Other agencies have made arrangements to provide beds and food for workers if they need to live at treatment plants. Some are even calling back retired employees to bolster reserves. A survey of industry leaders by American Water Works Association found that nearly three-quarters of utilities expect to face challenges from absentee workers due to illness. Smaller water utilities, with just a few workers, are even more at risk if critical staff become unavailable.

But that’s not the only challenge.

With many industries, shops, restaurants and other businesses ground to a halt, water utilities now anticipate a precipitous decline in revenue, which will also reduce funds available for their already tight operating budgets. Zielonka says the National Association of Clean Water Agencies’ members are projecting losses ranging from 20% to 40%.

“These utilities are all publicly owned and they don’t have vast private resources in terms of stock buybacks or other things they can do to recoup this lost revenue,” says Nathan Gardner-Andrews, the general counsel and chief advocacy officer for the National Association of Clean Water Agencies. “They’re basically stuck.”

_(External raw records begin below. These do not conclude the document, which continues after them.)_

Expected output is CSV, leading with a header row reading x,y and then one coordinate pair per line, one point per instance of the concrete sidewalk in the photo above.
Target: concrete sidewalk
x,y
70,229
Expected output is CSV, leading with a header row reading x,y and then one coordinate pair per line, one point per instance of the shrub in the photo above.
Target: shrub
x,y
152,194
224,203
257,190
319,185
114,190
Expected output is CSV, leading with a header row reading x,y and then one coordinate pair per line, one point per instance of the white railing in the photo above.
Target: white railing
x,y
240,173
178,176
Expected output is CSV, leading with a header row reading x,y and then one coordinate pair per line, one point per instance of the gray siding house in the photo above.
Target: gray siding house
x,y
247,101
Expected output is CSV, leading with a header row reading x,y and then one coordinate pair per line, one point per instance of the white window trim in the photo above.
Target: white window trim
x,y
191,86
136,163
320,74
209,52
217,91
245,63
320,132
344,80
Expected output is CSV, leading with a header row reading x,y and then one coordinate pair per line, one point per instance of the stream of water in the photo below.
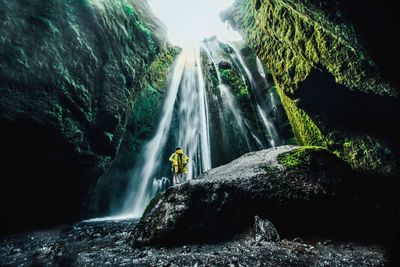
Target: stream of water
x,y
202,122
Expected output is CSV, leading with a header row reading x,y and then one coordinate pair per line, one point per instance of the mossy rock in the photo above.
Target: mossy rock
x,y
332,91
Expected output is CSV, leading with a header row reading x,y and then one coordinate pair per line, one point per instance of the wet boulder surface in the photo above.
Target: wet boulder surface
x,y
275,207
70,72
107,243
304,191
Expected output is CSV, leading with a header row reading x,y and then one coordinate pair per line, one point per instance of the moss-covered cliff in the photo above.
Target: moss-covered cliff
x,y
70,72
108,194
332,89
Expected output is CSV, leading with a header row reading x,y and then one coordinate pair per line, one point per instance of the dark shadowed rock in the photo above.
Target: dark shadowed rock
x,y
224,200
70,72
264,230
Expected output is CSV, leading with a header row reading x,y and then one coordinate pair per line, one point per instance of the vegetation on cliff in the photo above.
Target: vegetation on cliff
x,y
316,59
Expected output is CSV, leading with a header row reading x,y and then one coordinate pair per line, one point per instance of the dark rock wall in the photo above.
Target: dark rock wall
x,y
334,76
70,72
108,194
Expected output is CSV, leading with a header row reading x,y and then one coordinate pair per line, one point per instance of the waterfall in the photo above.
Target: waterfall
x,y
184,122
261,104
187,121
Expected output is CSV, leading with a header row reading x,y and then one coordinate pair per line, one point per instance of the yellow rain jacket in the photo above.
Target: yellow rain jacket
x,y
179,161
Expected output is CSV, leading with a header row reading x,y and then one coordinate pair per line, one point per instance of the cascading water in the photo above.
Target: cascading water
x,y
261,106
184,123
188,121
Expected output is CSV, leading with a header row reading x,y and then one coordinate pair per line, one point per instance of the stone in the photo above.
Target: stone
x,y
264,230
223,201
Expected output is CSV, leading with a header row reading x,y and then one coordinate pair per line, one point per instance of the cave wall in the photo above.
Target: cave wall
x,y
70,72
108,195
335,80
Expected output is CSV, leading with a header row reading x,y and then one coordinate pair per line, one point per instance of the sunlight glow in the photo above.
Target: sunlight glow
x,y
190,21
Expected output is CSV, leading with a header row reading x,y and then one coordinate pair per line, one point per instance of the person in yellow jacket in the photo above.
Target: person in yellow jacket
x,y
179,161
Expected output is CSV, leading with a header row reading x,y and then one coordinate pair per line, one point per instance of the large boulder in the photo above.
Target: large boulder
x,y
297,189
70,72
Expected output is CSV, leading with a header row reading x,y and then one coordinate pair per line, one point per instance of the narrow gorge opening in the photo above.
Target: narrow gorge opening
x,y
219,104
288,112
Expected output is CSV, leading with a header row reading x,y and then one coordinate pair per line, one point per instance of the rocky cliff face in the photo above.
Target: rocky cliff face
x,y
109,192
70,72
334,77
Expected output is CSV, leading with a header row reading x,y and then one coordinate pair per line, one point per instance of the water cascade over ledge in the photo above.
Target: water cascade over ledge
x,y
203,121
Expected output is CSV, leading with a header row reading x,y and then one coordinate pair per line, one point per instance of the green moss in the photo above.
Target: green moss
x,y
305,130
152,203
158,70
294,38
128,9
231,78
299,157
47,22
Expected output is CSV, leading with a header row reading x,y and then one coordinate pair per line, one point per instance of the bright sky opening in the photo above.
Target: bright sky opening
x,y
190,21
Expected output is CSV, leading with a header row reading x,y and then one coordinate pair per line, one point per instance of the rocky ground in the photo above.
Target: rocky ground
x,y
108,243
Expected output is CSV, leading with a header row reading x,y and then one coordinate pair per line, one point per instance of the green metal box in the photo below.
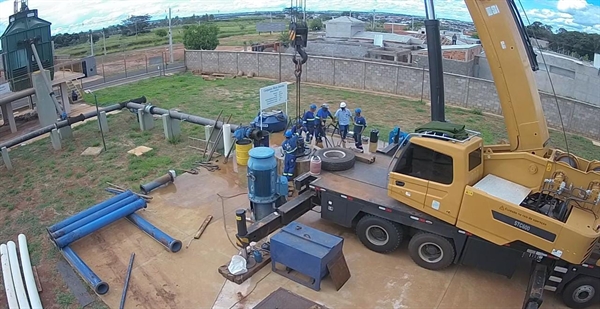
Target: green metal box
x,y
18,60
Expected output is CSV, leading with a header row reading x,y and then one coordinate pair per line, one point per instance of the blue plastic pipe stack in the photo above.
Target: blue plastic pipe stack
x,y
96,217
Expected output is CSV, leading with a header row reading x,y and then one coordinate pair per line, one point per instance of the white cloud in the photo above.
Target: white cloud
x,y
565,5
82,15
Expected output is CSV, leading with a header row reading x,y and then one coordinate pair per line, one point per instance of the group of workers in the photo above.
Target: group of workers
x,y
313,123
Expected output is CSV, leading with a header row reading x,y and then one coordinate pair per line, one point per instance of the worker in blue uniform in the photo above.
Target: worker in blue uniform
x,y
289,147
360,123
308,122
343,117
321,119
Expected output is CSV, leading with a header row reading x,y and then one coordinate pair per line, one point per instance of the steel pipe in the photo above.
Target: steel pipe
x,y
16,96
34,297
160,181
9,287
97,224
148,108
99,286
16,274
170,243
67,122
94,216
89,211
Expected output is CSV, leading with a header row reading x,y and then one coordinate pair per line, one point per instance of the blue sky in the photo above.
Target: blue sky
x,y
82,15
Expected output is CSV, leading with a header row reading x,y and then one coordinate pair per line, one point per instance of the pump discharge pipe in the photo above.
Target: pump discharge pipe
x,y
34,297
16,274
9,287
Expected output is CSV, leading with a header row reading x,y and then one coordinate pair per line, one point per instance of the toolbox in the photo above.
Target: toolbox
x,y
305,250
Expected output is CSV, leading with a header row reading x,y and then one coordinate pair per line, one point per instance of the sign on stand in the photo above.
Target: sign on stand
x,y
272,96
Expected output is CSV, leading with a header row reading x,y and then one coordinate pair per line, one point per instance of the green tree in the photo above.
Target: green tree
x,y
161,33
316,24
201,37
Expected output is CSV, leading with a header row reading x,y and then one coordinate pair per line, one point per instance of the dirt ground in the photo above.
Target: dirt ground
x,y
189,278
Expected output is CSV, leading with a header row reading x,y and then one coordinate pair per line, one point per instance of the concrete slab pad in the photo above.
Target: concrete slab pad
x,y
189,278
92,151
138,151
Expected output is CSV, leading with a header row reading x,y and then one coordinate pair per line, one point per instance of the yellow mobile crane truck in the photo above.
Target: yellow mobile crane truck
x,y
463,202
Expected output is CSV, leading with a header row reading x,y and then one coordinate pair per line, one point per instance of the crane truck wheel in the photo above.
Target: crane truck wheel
x,y
336,158
582,292
431,251
378,234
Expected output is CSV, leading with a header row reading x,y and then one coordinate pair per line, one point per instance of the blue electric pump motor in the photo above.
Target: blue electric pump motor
x,y
266,189
273,121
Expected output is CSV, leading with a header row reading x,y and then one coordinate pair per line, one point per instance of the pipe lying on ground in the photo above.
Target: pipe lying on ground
x,y
99,286
160,181
9,287
67,122
178,115
172,244
99,223
95,216
34,297
16,274
88,211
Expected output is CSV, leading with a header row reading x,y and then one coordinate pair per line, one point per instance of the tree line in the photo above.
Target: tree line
x,y
574,43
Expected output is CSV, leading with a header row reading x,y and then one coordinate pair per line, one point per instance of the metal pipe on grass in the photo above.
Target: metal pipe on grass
x,y
9,287
95,216
97,224
89,211
34,297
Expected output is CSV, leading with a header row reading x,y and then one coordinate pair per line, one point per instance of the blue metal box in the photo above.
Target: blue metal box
x,y
305,250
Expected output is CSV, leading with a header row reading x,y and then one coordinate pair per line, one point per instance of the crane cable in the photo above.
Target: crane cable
x,y
298,39
550,79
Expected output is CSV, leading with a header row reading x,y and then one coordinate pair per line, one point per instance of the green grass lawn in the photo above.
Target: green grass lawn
x,y
118,43
49,185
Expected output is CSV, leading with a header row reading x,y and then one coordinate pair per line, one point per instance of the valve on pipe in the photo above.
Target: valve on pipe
x,y
158,182
252,133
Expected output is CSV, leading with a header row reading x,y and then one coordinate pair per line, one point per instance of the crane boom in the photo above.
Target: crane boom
x,y
512,63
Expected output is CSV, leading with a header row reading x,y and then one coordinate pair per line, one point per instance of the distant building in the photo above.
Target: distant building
x,y
570,77
343,27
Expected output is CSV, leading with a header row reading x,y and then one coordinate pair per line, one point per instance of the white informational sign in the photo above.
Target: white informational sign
x,y
4,89
273,95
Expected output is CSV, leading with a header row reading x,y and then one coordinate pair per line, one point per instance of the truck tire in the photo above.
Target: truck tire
x,y
431,251
582,292
336,158
378,234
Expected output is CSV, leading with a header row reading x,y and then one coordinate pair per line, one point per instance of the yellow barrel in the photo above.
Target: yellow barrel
x,y
242,147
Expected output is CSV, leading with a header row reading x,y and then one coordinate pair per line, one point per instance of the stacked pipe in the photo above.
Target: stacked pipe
x,y
19,294
123,205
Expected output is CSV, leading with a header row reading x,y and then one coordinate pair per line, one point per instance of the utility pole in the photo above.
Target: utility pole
x,y
91,42
170,38
104,41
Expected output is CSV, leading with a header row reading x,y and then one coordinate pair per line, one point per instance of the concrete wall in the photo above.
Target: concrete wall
x,y
578,117
450,66
571,79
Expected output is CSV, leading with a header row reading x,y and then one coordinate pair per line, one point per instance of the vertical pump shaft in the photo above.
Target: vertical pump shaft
x,y
436,71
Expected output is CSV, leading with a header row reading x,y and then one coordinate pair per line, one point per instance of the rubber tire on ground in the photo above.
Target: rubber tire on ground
x,y
393,230
567,294
447,249
343,159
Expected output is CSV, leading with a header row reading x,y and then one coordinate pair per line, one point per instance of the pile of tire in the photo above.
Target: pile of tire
x,y
336,158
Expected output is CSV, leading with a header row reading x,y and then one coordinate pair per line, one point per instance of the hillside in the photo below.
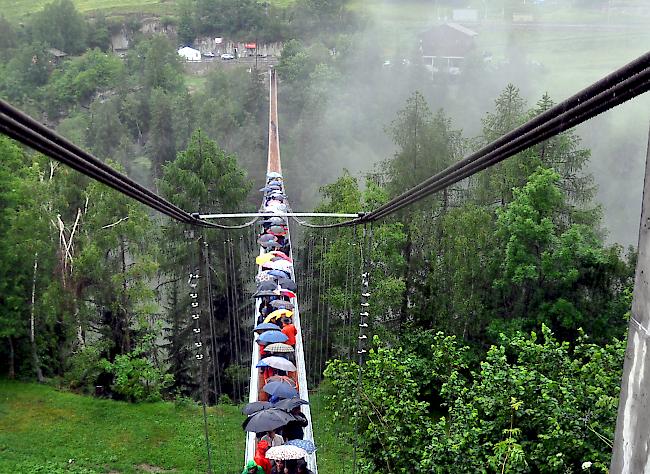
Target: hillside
x,y
45,430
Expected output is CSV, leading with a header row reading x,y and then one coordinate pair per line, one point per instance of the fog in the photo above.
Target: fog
x,y
558,58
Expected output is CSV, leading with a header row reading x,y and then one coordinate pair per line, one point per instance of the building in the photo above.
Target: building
x,y
56,55
190,54
445,47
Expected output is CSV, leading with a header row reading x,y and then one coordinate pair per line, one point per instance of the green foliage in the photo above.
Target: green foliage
x,y
85,367
137,379
79,79
531,405
61,26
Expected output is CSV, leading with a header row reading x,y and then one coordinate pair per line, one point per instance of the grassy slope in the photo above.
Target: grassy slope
x,y
21,9
41,429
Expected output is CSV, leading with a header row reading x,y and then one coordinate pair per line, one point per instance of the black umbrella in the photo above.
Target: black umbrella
x,y
289,404
266,420
267,286
288,284
255,407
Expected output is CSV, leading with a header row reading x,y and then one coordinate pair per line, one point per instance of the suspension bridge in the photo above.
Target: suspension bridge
x,y
631,453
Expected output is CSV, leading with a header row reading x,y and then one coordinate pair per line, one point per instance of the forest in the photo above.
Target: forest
x,y
498,309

Drinking-water and wastewater services are usually billed based on the volume of water delivered — it’s revenue based on usage. But the costs for the industry — to maintain the infrastructure and keep treatment plants running — are fixed. When usage falls, costs remain the same, and the utility gets pinched.

The utilities are, of course, not the only ones being hit with economic losses. Some 17 million Americans have filed for unemployment in the past four weeks. For some families, that may mean an inability to pay their water bills. That’s more lost revenue for water agencies and a potential life-and-death health risk for residents if utilities enforce water shutoffs for delinquent payments.

Some utilities, like the New Orleans Sewerage and Water Board, have chosen not to shut off water connections in light of the pandemic. At least 12 states have mandated that shutoffs cease during the health emergency, and the governors of California, Michigan, Ohio and Wisconsin have ordered that water service be restored to those without it. But there’s no federal order, and it’s likely that millions of Americans are still at risk of losing service because of dire financial straits.

Longstanding Problems

This shouldn’t come as a surprise.

An “affordability gap” has been growing in America’s water system over the past two decades, says Gardner-Andrews.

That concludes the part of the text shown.